Syntax	clgs 15729	Extend class notation with the Legendre symbol function.
class /L
Definition	df-lgs 15730*	Define the Legendre symbol (actually the Kronecker symbol, which extends the Legendre symbol to all integers, and also the Jacobi symbol, which restricts the Kronecker symbol to positive odd integers). See definition in [ApostolNT] p. 179 resp. definition in [ApostolNT] p. 188. (Contributed by Mario Carneiro, 4-Feb-2015.)
|- /L = ( a e. ZZ , n e. ZZ |-> if ( n = 0 , if ( ( a ^ 2 ) = 1 , 1 , 0 ) , ( if ( ( n < 0 /\ a < 0 ) , -u 1 , 1 ) x. ( seq 1 ( x. , ( m e. NN |-> if ( m e. Prime , ( if ( m = 2 , if ( 2 || a , 0 , if ( ( a mod 8 ) e. { 1 , 7 } , 1 , -u 1 ) ) , ( ( ( ( a ^ ( ( m - 1 ) / 2 ) ) + 1 ) mod m ) - 1 ) ) ^ ( m pCnt n ) ) , 1 ) ) ) ` ( abs ` n ) ) ) ) )
Theorem	zabsle1 15731	{ -u 1 , 0 , 1 } is the set of all integers with absolute value at most 1. (Contributed by AV, 13-Jul-2021.)
|- ( Z e. ZZ -> ( Z e. { -u 1 , 0 , 1 } <-> ( abs ` Z ) <_ 1 ) )
Theorem	lgslem1 15732	When a is coprime to the prime p, a ^ ( ( p - 1 ) / 2 ) is equivalent mod p to 1 or -u 1, and so adding 1 makes it equivalent to 0 or 2. (Contributed by Mario Carneiro, 4-Feb-2015.)
|- ( ( A e. ZZ /\ P e. ( Prime \ { 2 } ) /\ -. P || A ) -> ( ( ( A ^ ( ( P - 1 ) / 2 ) ) + 1 ) mod P ) e. { 0 , 2 } )

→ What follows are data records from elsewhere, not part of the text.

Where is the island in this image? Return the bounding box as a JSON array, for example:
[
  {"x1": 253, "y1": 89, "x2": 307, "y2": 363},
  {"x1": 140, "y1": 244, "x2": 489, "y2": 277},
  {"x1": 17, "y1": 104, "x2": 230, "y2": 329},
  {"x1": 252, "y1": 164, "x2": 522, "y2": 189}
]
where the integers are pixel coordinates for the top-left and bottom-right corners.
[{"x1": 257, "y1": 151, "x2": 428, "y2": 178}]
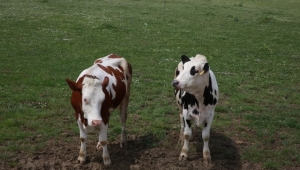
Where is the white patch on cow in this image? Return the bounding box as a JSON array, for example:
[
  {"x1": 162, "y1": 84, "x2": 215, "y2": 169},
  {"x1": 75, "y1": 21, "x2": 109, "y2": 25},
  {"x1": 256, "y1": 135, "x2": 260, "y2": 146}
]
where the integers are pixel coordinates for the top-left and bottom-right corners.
[
  {"x1": 82, "y1": 77, "x2": 105, "y2": 126},
  {"x1": 172, "y1": 55, "x2": 219, "y2": 163},
  {"x1": 176, "y1": 54, "x2": 208, "y2": 93}
]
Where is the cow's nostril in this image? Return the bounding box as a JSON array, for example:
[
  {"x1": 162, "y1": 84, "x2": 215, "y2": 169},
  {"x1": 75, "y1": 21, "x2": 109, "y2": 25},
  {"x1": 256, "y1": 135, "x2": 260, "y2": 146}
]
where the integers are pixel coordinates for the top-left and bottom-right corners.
[
  {"x1": 172, "y1": 80, "x2": 179, "y2": 87},
  {"x1": 92, "y1": 120, "x2": 101, "y2": 126}
]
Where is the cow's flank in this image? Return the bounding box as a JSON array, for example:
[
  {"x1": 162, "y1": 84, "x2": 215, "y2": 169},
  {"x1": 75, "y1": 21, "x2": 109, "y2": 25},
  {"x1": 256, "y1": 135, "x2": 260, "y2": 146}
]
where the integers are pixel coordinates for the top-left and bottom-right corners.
[
  {"x1": 66, "y1": 54, "x2": 132, "y2": 165},
  {"x1": 172, "y1": 54, "x2": 219, "y2": 163}
]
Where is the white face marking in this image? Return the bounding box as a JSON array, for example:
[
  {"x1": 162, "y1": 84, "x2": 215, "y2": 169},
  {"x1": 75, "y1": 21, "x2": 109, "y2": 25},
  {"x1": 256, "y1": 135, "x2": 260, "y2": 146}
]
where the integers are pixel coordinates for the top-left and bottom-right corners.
[
  {"x1": 175, "y1": 55, "x2": 207, "y2": 93},
  {"x1": 82, "y1": 77, "x2": 105, "y2": 126}
]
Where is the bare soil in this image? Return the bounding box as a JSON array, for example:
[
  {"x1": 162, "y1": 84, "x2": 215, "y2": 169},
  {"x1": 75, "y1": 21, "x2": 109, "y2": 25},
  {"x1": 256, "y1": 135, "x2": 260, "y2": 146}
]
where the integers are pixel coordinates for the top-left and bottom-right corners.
[{"x1": 0, "y1": 131, "x2": 262, "y2": 170}]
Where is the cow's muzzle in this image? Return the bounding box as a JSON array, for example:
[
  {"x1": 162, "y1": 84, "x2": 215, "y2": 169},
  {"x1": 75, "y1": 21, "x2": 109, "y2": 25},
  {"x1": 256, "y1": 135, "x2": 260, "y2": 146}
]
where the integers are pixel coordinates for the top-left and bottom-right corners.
[{"x1": 172, "y1": 80, "x2": 179, "y2": 87}]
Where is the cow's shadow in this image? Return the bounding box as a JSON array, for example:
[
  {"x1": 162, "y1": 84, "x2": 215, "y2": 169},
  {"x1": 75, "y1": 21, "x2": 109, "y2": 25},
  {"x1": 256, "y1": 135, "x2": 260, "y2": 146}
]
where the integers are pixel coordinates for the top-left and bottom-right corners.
[
  {"x1": 196, "y1": 130, "x2": 242, "y2": 170},
  {"x1": 88, "y1": 130, "x2": 242, "y2": 170}
]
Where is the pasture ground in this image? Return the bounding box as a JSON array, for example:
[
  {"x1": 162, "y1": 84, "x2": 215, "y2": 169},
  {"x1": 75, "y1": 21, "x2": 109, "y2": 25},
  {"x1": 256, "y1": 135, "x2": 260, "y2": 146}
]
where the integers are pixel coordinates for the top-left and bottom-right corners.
[{"x1": 0, "y1": 0, "x2": 300, "y2": 170}]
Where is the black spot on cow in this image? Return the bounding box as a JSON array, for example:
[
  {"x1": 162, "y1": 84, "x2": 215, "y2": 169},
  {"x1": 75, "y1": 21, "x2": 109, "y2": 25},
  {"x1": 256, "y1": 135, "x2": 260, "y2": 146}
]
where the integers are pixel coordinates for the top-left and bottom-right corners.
[
  {"x1": 181, "y1": 55, "x2": 191, "y2": 64},
  {"x1": 186, "y1": 119, "x2": 192, "y2": 128},
  {"x1": 193, "y1": 109, "x2": 199, "y2": 115},
  {"x1": 181, "y1": 92, "x2": 199, "y2": 110},
  {"x1": 190, "y1": 66, "x2": 198, "y2": 76},
  {"x1": 203, "y1": 75, "x2": 217, "y2": 106},
  {"x1": 203, "y1": 63, "x2": 209, "y2": 73}
]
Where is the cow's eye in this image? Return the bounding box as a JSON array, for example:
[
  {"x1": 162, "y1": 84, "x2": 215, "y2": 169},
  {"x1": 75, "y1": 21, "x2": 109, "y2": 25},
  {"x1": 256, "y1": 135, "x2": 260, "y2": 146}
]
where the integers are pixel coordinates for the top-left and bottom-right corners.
[{"x1": 190, "y1": 66, "x2": 198, "y2": 76}]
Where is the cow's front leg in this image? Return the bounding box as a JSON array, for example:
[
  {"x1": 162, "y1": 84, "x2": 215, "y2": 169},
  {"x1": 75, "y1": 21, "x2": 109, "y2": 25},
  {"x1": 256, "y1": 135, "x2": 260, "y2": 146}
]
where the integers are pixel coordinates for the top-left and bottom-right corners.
[
  {"x1": 178, "y1": 112, "x2": 184, "y2": 144},
  {"x1": 77, "y1": 120, "x2": 87, "y2": 163},
  {"x1": 202, "y1": 112, "x2": 214, "y2": 165},
  {"x1": 179, "y1": 110, "x2": 192, "y2": 161},
  {"x1": 120, "y1": 95, "x2": 129, "y2": 148},
  {"x1": 97, "y1": 123, "x2": 111, "y2": 165}
]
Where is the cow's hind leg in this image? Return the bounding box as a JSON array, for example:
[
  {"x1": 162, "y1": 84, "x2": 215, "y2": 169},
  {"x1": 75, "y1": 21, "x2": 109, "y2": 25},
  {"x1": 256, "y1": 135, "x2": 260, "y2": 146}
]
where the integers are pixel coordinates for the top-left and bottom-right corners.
[
  {"x1": 178, "y1": 112, "x2": 184, "y2": 144},
  {"x1": 202, "y1": 112, "x2": 214, "y2": 164},
  {"x1": 97, "y1": 123, "x2": 111, "y2": 165},
  {"x1": 77, "y1": 120, "x2": 87, "y2": 163},
  {"x1": 179, "y1": 110, "x2": 192, "y2": 161},
  {"x1": 120, "y1": 96, "x2": 129, "y2": 148}
]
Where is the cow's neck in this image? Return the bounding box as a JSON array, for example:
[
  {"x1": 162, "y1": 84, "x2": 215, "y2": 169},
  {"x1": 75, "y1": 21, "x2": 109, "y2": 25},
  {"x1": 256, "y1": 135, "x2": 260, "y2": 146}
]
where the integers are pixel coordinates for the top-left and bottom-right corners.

Theorem	lgslem2 15733	The set Z of all integers with absolute value at most 1 contains { -u 1 , 0 , 1 }. (Contributed by Mario Carneiro, 4-Feb-2015.)
|- Z = { x e. ZZ | ( abs ` x ) <_ 1 }   =>    |- ( -u 1 e. Z /\ 0 e. Z /\ 1 e. Z )
Theorem	lgslem3 15734*	The set Z of all integers with absolute value at most 1 is closed under multiplication. (Contributed by Mario Carneiro, 4-Feb-2015.)
|- Z = { x e. ZZ | ( abs ` x ) <_ 1 }   =>    |- ( ( A e. Z /\ B e. Z ) -> ( A x. B ) e. Z )
Theorem	lgslem4 15735*	Lemma for lgsfcl2 15738. (Contributed by Mario Carneiro, 4-Feb-2015.) (Proof shortened by AV, 19-Mar-2022.)
|- Z = { x e. ZZ | ( abs ` x ) <_ 1 }   =>    |- ( ( A e. ZZ /\ P e. ( Prime \ { 2 } ) ) -> ( ( ( ( A ^ ( ( P - 1 ) / 2 ) ) + 1 ) mod P ) - 1 ) e. Z )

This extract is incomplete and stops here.